The commission`s inability to deal with its cases is further compounded by the agency`s outdated and overloaded computers, which can`t provide much information about the number and types of cases moving through the system. And the daily schedules that the computers print out for arbitrators are often littered with old, previously disposed-of cases, creating even more confusion and delays.
”We`ve got a very serious problem here. No one is going to deny that,”
said Rybacki.
He blames recent budget cuts by the legislature and Thompson for reducing the commission`s staff by 27 percent over the last three years. This year, the legislature increased the commission`s budget 38 percent, but some of the money was earmarked for the yet unapproved reforms.
In opposing the reform bill last spring, trial lawyers objected to provisions that would have allowed workers and employers to volunteer for binding arbitration of cases-without lawyers if the parties chose.

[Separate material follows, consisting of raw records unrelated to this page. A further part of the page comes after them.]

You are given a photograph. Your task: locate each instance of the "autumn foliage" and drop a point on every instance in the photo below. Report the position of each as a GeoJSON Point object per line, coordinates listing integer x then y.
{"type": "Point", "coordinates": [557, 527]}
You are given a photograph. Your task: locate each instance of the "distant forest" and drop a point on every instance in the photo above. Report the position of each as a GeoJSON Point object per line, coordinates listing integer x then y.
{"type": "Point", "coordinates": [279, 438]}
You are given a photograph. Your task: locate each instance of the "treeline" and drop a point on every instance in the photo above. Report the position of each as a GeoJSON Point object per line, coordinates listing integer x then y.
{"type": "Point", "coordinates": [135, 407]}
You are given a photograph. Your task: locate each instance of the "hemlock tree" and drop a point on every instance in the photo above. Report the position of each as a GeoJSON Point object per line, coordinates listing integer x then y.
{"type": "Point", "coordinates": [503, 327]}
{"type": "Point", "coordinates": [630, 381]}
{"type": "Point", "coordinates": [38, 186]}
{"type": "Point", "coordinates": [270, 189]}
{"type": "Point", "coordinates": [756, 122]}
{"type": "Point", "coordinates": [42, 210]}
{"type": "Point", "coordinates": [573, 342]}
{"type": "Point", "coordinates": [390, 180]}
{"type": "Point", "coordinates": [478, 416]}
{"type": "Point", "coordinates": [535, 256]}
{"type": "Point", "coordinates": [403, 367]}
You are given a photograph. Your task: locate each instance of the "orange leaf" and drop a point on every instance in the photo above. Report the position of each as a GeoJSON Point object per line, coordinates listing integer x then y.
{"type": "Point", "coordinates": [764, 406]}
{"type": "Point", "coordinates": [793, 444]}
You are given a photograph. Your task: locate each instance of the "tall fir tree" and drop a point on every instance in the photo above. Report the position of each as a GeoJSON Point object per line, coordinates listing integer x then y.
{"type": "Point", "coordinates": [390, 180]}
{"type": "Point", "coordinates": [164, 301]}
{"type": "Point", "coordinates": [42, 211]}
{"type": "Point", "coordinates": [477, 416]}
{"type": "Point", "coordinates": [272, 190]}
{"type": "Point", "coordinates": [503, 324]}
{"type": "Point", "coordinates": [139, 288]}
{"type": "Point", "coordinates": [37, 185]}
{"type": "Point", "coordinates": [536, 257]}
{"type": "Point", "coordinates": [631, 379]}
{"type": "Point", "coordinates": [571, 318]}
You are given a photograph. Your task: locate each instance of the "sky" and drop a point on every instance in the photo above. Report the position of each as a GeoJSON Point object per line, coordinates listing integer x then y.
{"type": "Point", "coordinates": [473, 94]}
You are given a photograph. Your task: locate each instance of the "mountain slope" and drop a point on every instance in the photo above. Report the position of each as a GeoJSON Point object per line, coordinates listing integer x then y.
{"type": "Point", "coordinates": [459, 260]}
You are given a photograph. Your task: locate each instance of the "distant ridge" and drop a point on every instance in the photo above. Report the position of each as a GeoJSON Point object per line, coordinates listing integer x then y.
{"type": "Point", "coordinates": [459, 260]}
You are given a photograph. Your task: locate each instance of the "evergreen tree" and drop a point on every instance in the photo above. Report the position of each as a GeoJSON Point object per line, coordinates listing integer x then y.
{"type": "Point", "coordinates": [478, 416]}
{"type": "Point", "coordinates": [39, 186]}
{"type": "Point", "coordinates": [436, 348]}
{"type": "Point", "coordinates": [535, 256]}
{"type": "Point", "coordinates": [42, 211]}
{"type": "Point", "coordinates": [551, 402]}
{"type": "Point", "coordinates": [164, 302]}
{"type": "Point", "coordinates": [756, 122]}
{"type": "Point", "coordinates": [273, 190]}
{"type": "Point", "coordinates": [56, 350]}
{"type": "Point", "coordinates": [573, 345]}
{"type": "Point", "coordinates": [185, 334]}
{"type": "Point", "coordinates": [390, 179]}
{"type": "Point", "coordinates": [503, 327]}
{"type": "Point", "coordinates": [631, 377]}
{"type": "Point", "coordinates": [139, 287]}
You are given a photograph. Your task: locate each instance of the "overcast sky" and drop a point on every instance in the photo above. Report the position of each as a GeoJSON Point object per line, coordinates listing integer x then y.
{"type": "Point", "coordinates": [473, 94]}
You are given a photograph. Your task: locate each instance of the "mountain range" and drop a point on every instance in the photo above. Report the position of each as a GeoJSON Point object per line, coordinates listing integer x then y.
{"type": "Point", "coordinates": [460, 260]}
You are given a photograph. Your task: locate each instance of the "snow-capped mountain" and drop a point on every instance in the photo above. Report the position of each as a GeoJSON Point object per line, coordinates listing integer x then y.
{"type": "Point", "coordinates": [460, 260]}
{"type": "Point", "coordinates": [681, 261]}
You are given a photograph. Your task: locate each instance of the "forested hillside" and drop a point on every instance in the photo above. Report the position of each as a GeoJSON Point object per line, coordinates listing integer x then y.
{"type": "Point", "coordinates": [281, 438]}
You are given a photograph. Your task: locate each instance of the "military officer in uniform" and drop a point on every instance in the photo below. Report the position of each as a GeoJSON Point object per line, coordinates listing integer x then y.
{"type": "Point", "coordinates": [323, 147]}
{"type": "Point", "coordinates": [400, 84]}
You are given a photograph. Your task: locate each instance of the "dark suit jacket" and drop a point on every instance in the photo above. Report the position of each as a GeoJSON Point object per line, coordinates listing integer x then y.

Binding arbitration was suggested to move cases through the system faster.
The trial lawyers were able to block the reform bill by appealing to the beneficiaries of their political contributions, including Madigan.
Madigan has sided with the trial lawyers association in past legislative battles, and attorneys have contributed as much as 40 percent of the campaign funds raised by his major political committee.
James Dudley, executive director of the trial lawyers association, said his group will continue objecting to reforms that include binding arbitration. ”We were called snakes, cheats and liars, but I guess we`re used to that,” Dudley said. ”What the other side doesn`t tell you is that every company, every insurance carrier, is required by state law and commission rule to be represented before the industrial commission by a lawyer.”
But Arthur Gottschalk, president of the Illinois Manufacturers`
Assocition and business` chief negotiator on the reform bill, said the binding arbitration plan was designed to work without lawyers for workers or employers. ”The trial bar saw this as a means by which they were being denied their fee. They screamed bloody murder,” Gottschalk said.